Untuk menambah potensi bisnis, Wahyoo juga telah lakukan sejumlah aksi penting. Salah satunya pada awal tahun 2022 mereka mengakuisisi Alamat.com — sebuah startup yang telah membantu 35 ribu pemilik bisnis offline mengadopsi teknologi online. Kolaborasi kedua startup dinilai dapat meningkatkan kehadiran warung dan pemilik usaha F&B naik kelas lewat platform digital yang dikembangkan bersama.

Di tengah pandemi, Wahyoo juga sempat menghadirkan platform online grocery B2C Langganan.co.id. Namun demikian, platform tersebut ditutup tahun lalu dengan dalih fokus Wahyoo ingin menggarap segmen B2B.

Dalam sebuah wawancara bersama DailySocial.id, Peter pernah mengatakan, “Memang warung makan tradisional terlihat kecil, tapi ternyata banyak sekali permasalahan yang perlu dibenahi dan mereka perlu dibantu. Kami percaya ketika mereka terbantu, efek ekonomi, efek lingkungan, efek sosial budaya yang lebih baik akan secara otomatis membuat Indonesia lebih baik.”

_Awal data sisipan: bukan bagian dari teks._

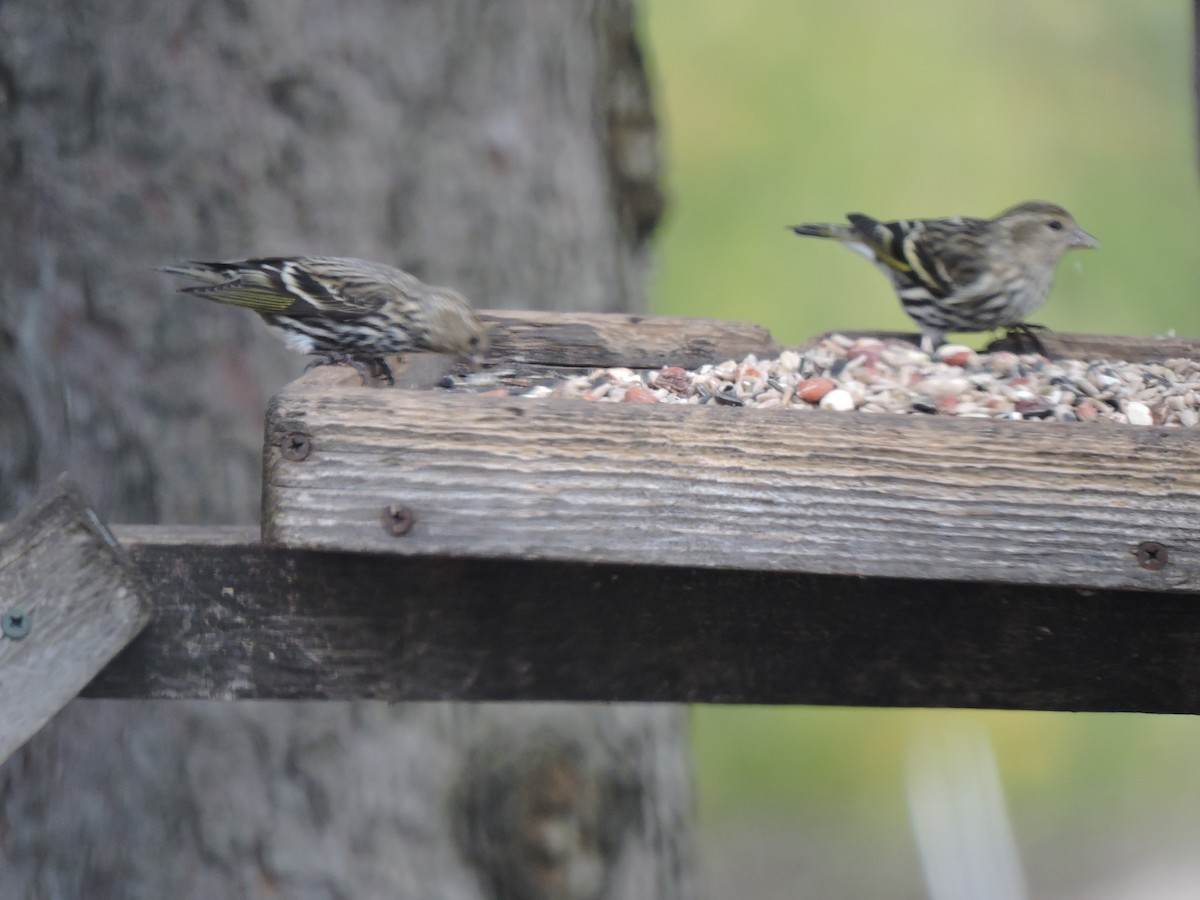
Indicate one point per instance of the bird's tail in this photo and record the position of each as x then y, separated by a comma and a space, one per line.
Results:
837, 232
235, 283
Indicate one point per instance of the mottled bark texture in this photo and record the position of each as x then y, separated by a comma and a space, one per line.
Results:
504, 148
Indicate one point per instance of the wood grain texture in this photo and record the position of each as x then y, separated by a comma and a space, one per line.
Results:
922, 497
239, 619
588, 340
83, 598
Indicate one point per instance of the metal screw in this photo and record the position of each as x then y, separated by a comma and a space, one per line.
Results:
294, 445
16, 623
1151, 555
399, 520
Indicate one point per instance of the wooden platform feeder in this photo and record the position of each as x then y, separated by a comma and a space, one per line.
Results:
419, 544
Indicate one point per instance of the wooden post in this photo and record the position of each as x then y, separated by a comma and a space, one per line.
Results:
71, 600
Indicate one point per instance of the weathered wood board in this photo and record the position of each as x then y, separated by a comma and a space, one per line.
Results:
79, 601
235, 619
887, 496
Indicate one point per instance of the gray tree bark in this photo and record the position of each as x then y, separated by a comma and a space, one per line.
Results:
508, 149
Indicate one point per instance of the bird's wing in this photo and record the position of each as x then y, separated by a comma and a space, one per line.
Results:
297, 287
943, 256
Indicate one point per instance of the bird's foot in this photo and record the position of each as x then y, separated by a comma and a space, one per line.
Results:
383, 371
1026, 334
369, 370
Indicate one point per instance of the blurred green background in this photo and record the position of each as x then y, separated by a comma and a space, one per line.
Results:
778, 112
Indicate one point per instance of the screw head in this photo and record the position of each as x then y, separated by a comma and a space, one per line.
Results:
294, 445
16, 623
1151, 555
397, 519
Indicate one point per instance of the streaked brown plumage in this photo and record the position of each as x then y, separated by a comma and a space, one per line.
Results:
965, 274
345, 310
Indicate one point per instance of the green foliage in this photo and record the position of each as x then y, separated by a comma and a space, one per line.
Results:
780, 112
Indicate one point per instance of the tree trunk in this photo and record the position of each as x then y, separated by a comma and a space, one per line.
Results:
505, 149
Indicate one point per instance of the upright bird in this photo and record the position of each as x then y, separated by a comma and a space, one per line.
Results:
345, 310
965, 274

“Saat ini kami menargetkan [membantu] seluruh UMKM Kuliner, tidak hanya warung makan tapi juga mungkin tempat makan dan rumah makan yang skalanya kecil dan menengah. Dengan adanya infrastruktur yang sudah terbangun selama 4 tahun, dengan pengalaman dan kemampuan yang kami miliki, kami ingin dampak yang lebih luas lagi,” kata Peter.